Video: Gates Foundation pushes health

The Gates Foundation said it cannot solve all these problems alone, despite having a budget that is bigger than the economies of many countries, and it says it needs the help of the United States and other governments. In an interview, Melinda Gates said, "Our money is tiny," despite the billions of dollars of resources available to her organization.

Yamada reinforced that point of view in his interview with Amanpour.

"The Gates Foundation is relatively new. We spend a significant amount of money in global health, but the amount of money we spend is small by comparison to the amount of money spent by the whole world and certainly by the amount of money that is needed in order to address the biggest problems in the world for mothers and children," he said.
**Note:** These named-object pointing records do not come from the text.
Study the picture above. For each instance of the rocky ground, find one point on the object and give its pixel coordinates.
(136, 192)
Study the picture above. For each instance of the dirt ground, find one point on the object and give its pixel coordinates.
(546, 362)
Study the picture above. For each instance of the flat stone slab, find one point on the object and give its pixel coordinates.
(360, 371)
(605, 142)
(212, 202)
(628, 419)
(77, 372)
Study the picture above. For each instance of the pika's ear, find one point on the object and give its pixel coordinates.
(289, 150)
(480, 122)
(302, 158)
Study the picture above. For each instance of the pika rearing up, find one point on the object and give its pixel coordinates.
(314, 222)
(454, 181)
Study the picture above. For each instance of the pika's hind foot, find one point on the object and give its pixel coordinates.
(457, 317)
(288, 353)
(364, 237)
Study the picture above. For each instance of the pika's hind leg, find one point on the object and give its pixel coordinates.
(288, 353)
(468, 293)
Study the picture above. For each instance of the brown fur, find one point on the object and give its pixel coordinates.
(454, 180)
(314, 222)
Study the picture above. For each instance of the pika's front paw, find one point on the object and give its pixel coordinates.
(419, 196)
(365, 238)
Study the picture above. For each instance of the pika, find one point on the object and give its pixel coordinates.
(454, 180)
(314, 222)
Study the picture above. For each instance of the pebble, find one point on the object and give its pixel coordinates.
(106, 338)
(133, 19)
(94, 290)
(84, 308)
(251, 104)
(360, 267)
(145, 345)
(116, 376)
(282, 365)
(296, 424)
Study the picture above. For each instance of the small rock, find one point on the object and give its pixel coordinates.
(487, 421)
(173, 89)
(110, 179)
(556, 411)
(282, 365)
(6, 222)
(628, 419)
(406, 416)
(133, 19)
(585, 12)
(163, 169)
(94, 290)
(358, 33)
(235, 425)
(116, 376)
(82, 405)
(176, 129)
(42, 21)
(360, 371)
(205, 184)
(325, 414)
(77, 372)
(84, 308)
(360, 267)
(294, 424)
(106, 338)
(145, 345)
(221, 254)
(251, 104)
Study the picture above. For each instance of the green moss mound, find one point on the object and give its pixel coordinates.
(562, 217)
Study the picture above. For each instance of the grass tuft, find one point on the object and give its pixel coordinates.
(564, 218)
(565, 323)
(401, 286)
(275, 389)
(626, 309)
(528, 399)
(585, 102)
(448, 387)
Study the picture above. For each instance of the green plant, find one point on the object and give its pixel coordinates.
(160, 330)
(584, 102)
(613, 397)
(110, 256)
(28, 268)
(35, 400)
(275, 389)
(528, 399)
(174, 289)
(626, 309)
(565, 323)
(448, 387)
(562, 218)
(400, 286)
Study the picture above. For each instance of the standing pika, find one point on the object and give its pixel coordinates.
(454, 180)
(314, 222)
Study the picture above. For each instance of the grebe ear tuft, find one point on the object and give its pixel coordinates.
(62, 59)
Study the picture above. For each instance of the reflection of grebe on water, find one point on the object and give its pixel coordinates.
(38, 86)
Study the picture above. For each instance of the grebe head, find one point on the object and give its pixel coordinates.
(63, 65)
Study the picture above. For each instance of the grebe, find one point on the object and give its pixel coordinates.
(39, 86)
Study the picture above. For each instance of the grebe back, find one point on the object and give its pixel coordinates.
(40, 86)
The U.S. now spends almost $8 billion a year on global health initiatives, a total that has risen sharply since 2001.

To critics of the Gates Foundation, who say it is trying to impose solutions on developing countries, Yamada responded, "We have no intention of controlling the health situations in countries. We work very closely with the World Health Organization and all other partners -- certainly the governments and the health systems and in the developing part of the world. But we do feel that there are problems that can be addressed and should be addressed."

Dependence is a huge concern for many in the aid community and for African leaders who are worried about their nations' sovereignty.

Economist Dambisa Moyo, author of "Dead Aid," has been a vocal critic of international aid policies for many years. In a CNN interview earlier this year, she said, "Even the diehard aid advocates would love to see a time when Africa can stand on its own two feet and does not need to rely on foreign assistance to provide public goods such as education, health care, infrastructure, and even security."

"I mean, we must ask the question, what type of a society is it? And are we truly independent if really all these types of public goods are actually still dependent on a foreign purse? And I really am aspiring for a time when we can have a serious discussion about exit strategies."